Une situation indigne

La Cour s'est aussi efforcée d'entrer dans la « tête » de Nicolas Bonnemaison, à l'heure d'injecter, seul et sans communiquer avec quiconque, des sédatifs à des agonisants. L'élément-clef de ces actes, a déclaré l'expert-pyschiatre Roland Coutanceau, c'est « l'hyper-identification à autrui, souvent une caractéristique des gens sensibles : se mettre à la place des autres », « prêter à l'autre une émotion et déterminer ses actes en fonction». C'est pour cela, a poursuivi l'expert, que l'urgentiste va soulager des gens en fin de vie qui, pour lui, sont dans "une situation indigne ». Pour cela qu'il n'en parlera pas aux infirmières, pour leur éviter de « prendre le poids de donner un médicament qui va soulager mais conduire à la mort ». Pour cela aussi qu'il n'en parlera pas aux familles, les « exonérant aussi de ce poids ».
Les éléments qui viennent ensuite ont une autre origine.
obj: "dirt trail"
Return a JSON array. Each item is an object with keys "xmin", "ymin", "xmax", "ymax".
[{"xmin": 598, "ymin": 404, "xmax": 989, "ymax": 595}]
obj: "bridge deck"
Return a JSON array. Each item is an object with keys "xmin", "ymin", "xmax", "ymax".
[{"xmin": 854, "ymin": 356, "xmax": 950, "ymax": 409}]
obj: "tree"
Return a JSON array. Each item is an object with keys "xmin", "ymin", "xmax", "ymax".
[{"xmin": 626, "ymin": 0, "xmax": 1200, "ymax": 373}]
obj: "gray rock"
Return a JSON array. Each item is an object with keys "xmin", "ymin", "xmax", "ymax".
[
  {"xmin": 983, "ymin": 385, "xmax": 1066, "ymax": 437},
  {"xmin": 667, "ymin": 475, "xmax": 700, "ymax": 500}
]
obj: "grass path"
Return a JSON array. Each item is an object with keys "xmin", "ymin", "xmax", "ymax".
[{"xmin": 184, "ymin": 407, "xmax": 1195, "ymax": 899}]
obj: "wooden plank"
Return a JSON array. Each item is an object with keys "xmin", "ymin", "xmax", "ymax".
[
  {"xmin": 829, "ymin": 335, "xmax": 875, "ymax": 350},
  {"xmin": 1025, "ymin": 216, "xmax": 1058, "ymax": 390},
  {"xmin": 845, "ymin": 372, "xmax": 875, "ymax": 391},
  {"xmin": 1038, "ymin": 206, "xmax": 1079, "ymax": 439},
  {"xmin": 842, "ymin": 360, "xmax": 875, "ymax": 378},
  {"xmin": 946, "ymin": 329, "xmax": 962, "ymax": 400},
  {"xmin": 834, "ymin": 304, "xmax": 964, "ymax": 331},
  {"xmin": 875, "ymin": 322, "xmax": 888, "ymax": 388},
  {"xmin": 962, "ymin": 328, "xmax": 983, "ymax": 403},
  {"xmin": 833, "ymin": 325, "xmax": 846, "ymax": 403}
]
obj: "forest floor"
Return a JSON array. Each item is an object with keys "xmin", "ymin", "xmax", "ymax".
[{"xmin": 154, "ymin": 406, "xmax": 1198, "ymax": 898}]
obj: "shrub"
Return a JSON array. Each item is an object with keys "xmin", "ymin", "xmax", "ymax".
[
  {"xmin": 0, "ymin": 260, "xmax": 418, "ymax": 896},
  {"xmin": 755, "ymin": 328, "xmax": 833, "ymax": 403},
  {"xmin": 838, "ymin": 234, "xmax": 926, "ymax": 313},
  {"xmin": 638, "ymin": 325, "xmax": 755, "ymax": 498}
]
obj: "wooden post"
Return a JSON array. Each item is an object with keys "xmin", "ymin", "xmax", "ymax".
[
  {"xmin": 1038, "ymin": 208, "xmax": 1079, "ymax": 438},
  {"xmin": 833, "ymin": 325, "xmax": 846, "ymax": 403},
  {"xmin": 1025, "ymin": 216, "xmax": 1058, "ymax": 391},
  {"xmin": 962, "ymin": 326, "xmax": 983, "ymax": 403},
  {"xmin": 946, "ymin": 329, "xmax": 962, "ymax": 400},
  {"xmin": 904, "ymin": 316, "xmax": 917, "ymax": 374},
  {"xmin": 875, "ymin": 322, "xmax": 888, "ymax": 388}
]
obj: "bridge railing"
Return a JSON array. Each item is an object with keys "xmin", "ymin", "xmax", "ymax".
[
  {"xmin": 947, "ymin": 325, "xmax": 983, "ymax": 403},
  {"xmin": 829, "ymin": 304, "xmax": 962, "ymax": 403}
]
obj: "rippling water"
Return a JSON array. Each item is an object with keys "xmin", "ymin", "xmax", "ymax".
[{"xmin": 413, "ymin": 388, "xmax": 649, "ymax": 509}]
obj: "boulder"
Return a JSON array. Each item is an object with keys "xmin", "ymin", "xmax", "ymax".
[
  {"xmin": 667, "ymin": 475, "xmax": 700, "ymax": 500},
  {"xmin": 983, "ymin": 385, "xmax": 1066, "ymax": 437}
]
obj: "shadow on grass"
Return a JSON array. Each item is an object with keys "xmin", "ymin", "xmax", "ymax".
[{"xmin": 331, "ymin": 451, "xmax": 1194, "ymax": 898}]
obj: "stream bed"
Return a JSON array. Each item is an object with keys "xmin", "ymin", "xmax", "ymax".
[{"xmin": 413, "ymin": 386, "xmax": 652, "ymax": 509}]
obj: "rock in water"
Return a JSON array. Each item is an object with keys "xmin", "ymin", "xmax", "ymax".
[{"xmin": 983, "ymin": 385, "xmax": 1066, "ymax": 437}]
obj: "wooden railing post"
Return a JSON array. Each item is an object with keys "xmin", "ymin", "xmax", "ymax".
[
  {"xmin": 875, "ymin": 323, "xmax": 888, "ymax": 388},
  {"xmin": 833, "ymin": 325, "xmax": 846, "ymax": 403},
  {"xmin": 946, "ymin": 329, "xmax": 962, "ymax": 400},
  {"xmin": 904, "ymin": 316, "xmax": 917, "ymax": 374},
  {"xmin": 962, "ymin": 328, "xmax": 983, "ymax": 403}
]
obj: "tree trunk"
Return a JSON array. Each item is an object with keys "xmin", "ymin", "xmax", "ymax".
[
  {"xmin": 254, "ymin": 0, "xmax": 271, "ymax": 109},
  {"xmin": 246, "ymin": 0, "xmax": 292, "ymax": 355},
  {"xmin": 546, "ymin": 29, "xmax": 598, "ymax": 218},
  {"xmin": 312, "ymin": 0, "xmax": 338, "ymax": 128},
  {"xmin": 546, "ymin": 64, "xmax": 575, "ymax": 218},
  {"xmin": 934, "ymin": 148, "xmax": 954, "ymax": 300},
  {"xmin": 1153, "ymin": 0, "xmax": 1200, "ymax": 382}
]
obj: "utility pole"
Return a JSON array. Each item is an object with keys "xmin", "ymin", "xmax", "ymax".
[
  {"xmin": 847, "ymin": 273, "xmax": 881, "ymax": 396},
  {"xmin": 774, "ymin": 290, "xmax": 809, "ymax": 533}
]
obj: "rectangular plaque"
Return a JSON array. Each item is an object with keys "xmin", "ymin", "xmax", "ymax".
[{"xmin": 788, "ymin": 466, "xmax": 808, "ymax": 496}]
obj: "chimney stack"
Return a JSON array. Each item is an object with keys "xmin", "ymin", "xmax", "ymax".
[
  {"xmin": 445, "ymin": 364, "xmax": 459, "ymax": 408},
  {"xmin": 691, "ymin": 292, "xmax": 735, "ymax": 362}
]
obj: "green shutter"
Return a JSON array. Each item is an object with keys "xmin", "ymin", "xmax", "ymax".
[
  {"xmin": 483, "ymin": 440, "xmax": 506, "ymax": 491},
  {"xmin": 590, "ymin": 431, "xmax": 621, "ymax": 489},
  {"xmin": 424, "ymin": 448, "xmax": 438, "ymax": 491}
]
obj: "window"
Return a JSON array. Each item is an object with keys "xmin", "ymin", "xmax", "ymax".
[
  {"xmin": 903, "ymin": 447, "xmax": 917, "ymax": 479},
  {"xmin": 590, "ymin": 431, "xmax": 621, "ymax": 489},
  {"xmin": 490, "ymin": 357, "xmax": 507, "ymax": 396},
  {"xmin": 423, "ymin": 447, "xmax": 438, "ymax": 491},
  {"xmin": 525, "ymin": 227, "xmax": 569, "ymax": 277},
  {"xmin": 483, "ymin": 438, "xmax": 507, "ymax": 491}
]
Aucun trouble mental de l'urgentiste

« Il ne tue pas, il soulage quelqu'un dont l'état est une atteinte à sa propre dignité », « c'est donc par hyper-sensibilité, pour exonérer les autres. Et son autocritique est "Oui, j'aurais dû en parler"», a résumé l'expert. « L'intentionnalité de donner la mort n'est pas le sujet ». Et il a souligné que « les faits reprochés ne peuvent être mis en lien avec aucun trouble mental » de l'urgentiste, sous antidépresseurs à l'époque des faits, mais pas « cliniquement dépressif », malgré « un petit filet d'anxiété ». Mais « banalement, nous sommes tous des névrotiques». Avant lui un autre expert, le psychologue Alain Pénin, a souligné l'absence de « dimension pathologique » mais relevé une « problématique pas résolue avec le personnage paternel », figure tutélaire d'un père admiré, ancien chef de clinique,  qui se suicida en 1987. L'expert a soulevé l'hypothèse d'actes de Nicolas Bonnemaison « pouvant être interprétés comme une forme de suicide professionnel, en parallèle avec le suicide du père ».